3 第二の工程に入る
前回のようなことをしなくても、パターン化されたトリックのストックを活用すれば作れると思うが、それでも、簡単には作れないのがミステリーである。
ここで、ミステリーの工程の全体を考えた時、これはこういう流れになっている。
①トリックの真相を思いつく(錯誤点Aを決める)
②トリックを実現するように、諸要素を配置。(シチュエーションづくり)
③ロジックを設定。(手がかりの配置)
④つじつまの合う出来事を追加。
①は、どうにか終わったところだと思う。
例えば「わたしは殺人現場の窓の閂は、本当はかかっていなかったって真相にしますよ」と、あなたは考えたとしよう。
ところが、かかっていなかった閂を、どうやってかかっているように見せかけたのか(錯覚させたのか)。これが②の段階である。
シチュエーションづくりに使えるものは「人、もの、空間、時間、情報・概念」の全てだ。

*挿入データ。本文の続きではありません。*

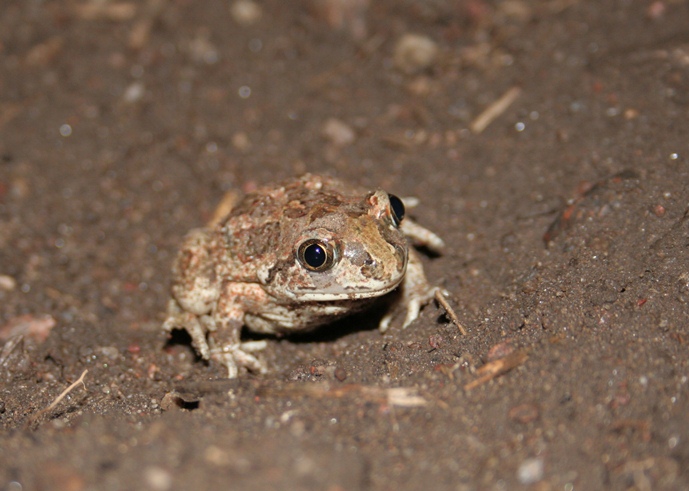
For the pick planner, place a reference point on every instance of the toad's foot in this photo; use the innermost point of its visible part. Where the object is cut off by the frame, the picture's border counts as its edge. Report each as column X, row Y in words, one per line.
column 413, row 306
column 236, row 355
column 180, row 319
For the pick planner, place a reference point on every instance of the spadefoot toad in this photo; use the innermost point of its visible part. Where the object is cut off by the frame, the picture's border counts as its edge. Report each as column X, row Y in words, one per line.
column 293, row 256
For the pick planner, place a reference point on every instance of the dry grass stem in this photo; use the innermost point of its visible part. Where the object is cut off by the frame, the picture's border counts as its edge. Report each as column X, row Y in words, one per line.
column 494, row 110
column 59, row 398
column 395, row 396
column 494, row 369
column 440, row 298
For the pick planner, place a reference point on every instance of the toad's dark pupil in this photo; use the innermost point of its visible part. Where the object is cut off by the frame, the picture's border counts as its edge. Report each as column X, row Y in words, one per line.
column 315, row 255
column 397, row 208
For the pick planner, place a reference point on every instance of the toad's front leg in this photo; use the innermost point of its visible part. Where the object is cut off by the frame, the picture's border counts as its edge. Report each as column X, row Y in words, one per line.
column 415, row 291
column 224, row 327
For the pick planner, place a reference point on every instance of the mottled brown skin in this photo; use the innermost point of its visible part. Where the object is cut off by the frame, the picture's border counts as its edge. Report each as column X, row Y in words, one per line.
column 251, row 269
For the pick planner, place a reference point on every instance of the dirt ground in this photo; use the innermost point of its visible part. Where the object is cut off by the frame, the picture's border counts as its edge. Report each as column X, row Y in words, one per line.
column 566, row 218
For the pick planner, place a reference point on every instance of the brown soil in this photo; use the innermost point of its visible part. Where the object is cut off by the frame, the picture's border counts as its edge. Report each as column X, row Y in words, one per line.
column 566, row 219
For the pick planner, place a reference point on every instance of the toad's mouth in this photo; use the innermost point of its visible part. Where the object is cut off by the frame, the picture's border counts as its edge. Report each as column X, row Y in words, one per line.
column 333, row 292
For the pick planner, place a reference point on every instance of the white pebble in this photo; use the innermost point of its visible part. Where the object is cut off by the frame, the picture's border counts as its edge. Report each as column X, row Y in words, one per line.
column 338, row 132
column 530, row 471
column 246, row 12
column 7, row 283
column 414, row 53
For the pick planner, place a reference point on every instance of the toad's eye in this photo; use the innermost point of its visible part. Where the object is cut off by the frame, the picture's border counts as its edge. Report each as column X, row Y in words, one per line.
column 397, row 209
column 316, row 255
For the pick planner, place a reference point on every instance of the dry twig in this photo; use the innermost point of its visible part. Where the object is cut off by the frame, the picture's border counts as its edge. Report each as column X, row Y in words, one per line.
column 394, row 396
column 57, row 400
column 440, row 298
column 495, row 109
column 493, row 369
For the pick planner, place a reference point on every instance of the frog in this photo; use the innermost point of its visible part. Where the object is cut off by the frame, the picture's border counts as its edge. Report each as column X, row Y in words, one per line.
column 294, row 256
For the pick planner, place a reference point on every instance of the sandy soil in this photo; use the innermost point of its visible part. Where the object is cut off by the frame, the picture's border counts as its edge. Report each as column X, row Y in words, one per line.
column 567, row 223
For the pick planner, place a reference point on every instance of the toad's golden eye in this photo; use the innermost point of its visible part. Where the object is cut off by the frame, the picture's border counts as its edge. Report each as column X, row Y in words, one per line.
column 397, row 208
column 316, row 255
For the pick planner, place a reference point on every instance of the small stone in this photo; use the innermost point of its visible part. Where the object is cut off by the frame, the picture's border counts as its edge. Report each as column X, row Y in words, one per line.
column 157, row 478
column 530, row 471
column 246, row 12
column 338, row 132
column 414, row 53
column 7, row 283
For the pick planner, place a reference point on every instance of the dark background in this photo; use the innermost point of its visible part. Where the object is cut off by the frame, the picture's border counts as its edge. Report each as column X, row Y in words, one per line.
column 123, row 124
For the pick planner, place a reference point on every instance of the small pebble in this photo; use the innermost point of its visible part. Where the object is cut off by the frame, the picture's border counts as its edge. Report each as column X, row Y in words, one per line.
column 134, row 92
column 414, row 53
column 530, row 471
column 246, row 12
column 338, row 132
column 7, row 283
column 157, row 478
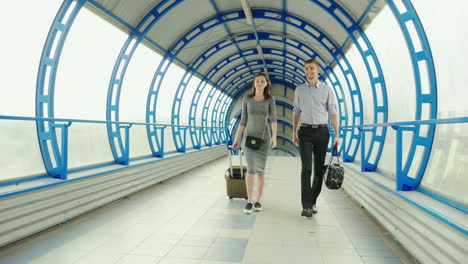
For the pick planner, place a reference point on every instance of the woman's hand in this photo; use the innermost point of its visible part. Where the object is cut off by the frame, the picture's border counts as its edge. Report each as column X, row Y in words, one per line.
column 273, row 142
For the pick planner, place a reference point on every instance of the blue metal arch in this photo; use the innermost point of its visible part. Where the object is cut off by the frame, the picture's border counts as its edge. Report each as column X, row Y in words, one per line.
column 355, row 95
column 204, row 118
column 429, row 97
column 46, row 87
column 336, row 83
column 286, row 151
column 214, row 69
column 118, row 73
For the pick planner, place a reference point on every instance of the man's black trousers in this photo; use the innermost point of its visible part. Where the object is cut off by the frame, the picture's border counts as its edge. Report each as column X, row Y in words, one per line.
column 312, row 141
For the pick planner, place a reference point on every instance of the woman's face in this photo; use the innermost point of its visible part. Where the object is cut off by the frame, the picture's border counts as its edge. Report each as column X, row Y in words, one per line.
column 260, row 82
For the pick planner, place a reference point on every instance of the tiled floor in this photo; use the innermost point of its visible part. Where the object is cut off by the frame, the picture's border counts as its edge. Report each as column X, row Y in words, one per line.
column 189, row 219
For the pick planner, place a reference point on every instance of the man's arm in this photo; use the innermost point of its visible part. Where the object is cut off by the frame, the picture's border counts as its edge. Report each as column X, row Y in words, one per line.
column 295, row 126
column 334, row 121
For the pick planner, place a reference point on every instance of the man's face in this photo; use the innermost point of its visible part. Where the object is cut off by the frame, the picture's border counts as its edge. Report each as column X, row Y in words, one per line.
column 311, row 71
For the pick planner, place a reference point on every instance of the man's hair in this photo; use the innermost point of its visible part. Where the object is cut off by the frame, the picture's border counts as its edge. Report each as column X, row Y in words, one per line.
column 312, row 61
column 266, row 91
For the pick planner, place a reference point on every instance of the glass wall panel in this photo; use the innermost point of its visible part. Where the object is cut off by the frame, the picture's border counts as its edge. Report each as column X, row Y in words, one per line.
column 23, row 36
column 85, row 68
column 390, row 46
column 24, row 32
column 134, row 96
column 187, row 100
column 20, row 154
column 447, row 35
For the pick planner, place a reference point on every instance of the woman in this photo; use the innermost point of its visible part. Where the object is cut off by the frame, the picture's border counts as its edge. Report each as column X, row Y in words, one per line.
column 256, row 108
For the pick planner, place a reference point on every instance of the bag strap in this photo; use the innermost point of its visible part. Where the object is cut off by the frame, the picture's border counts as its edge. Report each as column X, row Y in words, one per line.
column 264, row 127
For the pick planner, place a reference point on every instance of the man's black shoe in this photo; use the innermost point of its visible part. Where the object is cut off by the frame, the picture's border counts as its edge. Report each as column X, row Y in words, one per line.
column 314, row 209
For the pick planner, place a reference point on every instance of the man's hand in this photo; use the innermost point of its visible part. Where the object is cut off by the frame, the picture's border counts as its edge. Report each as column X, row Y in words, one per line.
column 336, row 141
column 273, row 142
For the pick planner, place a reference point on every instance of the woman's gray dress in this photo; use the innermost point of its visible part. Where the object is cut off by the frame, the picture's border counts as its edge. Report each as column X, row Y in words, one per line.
column 254, row 118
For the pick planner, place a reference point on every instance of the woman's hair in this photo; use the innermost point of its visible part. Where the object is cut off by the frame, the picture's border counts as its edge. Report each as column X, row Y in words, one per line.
column 266, row 91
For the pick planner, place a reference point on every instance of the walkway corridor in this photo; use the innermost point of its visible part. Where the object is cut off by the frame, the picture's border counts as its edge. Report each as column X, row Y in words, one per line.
column 188, row 219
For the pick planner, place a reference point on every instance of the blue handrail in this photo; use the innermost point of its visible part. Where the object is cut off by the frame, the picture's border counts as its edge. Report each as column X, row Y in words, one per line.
column 403, row 181
column 61, row 170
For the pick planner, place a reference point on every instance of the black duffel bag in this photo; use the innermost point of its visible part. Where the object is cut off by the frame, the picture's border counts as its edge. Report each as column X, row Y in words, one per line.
column 334, row 172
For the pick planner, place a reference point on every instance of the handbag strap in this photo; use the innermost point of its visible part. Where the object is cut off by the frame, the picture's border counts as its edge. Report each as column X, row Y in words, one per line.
column 264, row 127
column 334, row 150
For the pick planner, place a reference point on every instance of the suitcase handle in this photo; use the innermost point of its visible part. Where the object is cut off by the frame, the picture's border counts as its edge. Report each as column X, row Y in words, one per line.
column 230, row 160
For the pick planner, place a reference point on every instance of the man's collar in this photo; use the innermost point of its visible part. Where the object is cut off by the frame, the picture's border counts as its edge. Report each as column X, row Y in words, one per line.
column 308, row 85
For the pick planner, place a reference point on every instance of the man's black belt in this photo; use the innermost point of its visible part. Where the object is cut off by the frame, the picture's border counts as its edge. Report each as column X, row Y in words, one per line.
column 313, row 126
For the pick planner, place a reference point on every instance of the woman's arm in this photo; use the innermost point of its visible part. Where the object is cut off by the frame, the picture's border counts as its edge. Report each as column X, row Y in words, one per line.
column 242, row 124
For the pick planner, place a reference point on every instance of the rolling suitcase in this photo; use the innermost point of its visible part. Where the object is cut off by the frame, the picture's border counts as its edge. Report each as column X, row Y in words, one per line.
column 235, row 178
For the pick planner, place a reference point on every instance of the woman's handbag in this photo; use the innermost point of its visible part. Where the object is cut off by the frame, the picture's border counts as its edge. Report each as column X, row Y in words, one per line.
column 254, row 142
column 334, row 173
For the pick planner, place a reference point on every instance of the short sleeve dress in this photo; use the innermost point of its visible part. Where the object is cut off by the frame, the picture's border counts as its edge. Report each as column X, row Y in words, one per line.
column 255, row 115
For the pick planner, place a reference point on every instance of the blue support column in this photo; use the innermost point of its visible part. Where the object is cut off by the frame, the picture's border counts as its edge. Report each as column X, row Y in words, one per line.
column 45, row 89
column 376, row 78
column 422, row 62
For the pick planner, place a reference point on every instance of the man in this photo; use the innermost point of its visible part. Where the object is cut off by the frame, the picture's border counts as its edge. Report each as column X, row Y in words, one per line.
column 313, row 100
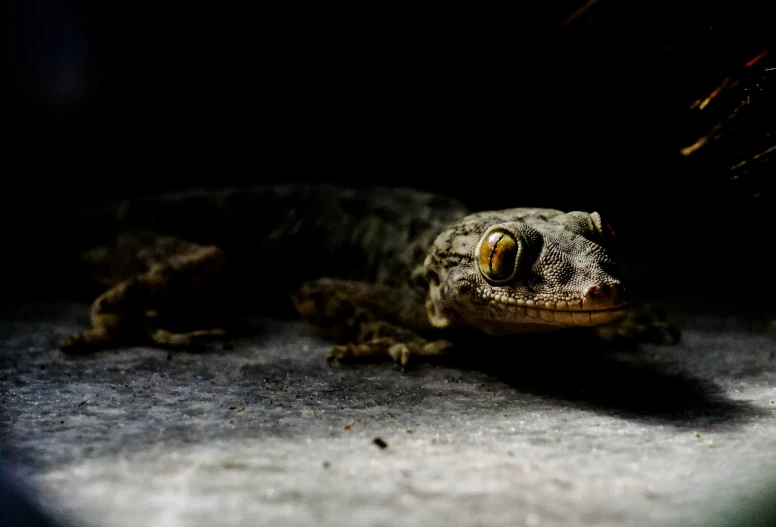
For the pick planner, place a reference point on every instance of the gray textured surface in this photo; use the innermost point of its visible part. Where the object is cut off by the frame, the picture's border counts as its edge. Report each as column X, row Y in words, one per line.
column 663, row 436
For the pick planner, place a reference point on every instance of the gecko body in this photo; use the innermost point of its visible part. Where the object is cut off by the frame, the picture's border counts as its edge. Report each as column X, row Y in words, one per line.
column 382, row 271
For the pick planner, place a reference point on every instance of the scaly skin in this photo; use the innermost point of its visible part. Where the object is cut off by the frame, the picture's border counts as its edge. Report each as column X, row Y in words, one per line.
column 381, row 271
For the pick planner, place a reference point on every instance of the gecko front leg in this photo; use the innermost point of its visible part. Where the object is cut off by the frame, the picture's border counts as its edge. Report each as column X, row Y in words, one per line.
column 352, row 314
column 174, row 280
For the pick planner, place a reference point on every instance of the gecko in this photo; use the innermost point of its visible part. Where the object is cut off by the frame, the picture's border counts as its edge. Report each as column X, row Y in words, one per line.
column 383, row 272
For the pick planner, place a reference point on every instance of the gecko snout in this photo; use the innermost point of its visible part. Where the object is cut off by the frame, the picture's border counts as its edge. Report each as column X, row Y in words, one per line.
column 606, row 296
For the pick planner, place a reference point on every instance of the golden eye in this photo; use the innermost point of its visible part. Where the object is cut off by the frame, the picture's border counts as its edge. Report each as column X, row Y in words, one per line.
column 498, row 254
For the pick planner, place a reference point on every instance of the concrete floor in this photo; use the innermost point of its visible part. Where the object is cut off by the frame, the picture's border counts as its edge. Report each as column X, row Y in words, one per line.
column 269, row 434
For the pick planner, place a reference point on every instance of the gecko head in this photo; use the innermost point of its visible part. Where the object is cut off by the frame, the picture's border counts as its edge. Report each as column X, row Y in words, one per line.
column 524, row 270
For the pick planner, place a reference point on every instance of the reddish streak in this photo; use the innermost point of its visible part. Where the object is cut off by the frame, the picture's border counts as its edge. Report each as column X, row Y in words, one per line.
column 758, row 57
column 579, row 12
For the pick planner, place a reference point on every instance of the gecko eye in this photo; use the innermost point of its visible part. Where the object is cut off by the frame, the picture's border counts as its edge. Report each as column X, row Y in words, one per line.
column 498, row 254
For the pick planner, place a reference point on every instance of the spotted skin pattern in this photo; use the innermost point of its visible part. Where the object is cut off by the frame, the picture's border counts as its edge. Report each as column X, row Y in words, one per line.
column 384, row 273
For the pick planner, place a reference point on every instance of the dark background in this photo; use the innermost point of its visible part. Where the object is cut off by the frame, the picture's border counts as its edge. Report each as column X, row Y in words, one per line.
column 530, row 106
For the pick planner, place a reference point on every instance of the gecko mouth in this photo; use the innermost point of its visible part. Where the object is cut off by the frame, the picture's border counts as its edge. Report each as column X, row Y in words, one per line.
column 598, row 305
column 563, row 317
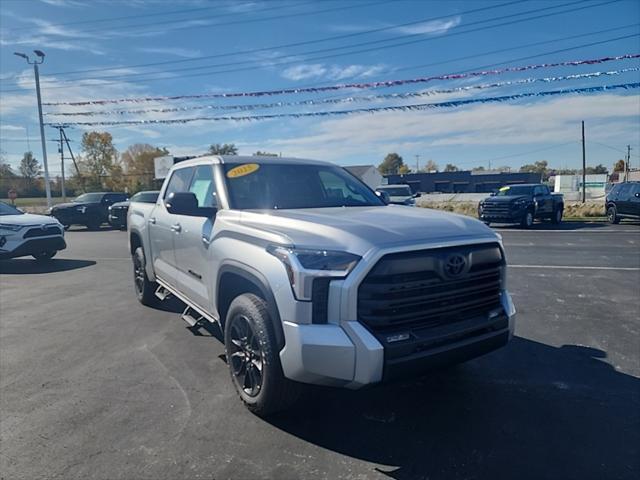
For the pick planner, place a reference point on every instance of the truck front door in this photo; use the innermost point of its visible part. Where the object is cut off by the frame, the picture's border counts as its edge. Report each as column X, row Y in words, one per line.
column 192, row 245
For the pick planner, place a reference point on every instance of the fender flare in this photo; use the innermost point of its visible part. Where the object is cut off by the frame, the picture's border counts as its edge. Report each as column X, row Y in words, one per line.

もっとも簡単な着想としては「犯人は第一発見者で、死体を発見した時のどさくさにまぎれて窓の閂をかけた」というものである。これは「人」を活用した場合だ。
この②の段階が、思ったよりも苦戦すると思われる。
「人」についてさらに詳しく書けば、犯人だけでなく、被害者、第一発見者などを利用する場合も多い。この時には「狂言、誤解、正当防衛」などが行動の動機となることが多い。これは、ホワイダニット(動機)の問題になってくる。それについてはいずれ記そう。
「もの」については「動くもの、変化するもの、特殊なもの」を活用すると良い。車輪は動くもの、氷などは変化するもの、テープレコーダーは特殊なものである。
「空間」は、距離などである。あるいは重力とかも入るのかもしれない。
「時間」は一番重要なのは犯行推定時刻というものである。科学的に死亡推定時刻を狂わせるトリックもあるだろう。
後は、トリックだけでなく、ハプニングも手数に入れれば、さらにミステリーは作りやすくなる。ミステリーでは、トリックと同じぐらいハプニングの要素も入ってくるものなのだ。犯人が失敗したり、偶然が重なって、結果こうなったというやつである。
ミステリーの要素は、トリック、ロジックだけと思われがちだが、ハプニングも実はかなりからんでくる。むしろ、偶然やハプニングがからんでこない物語。完全犯罪をそのまま描いていて、完全にトリックが成功してしまっているミステリーは平面的という気がする。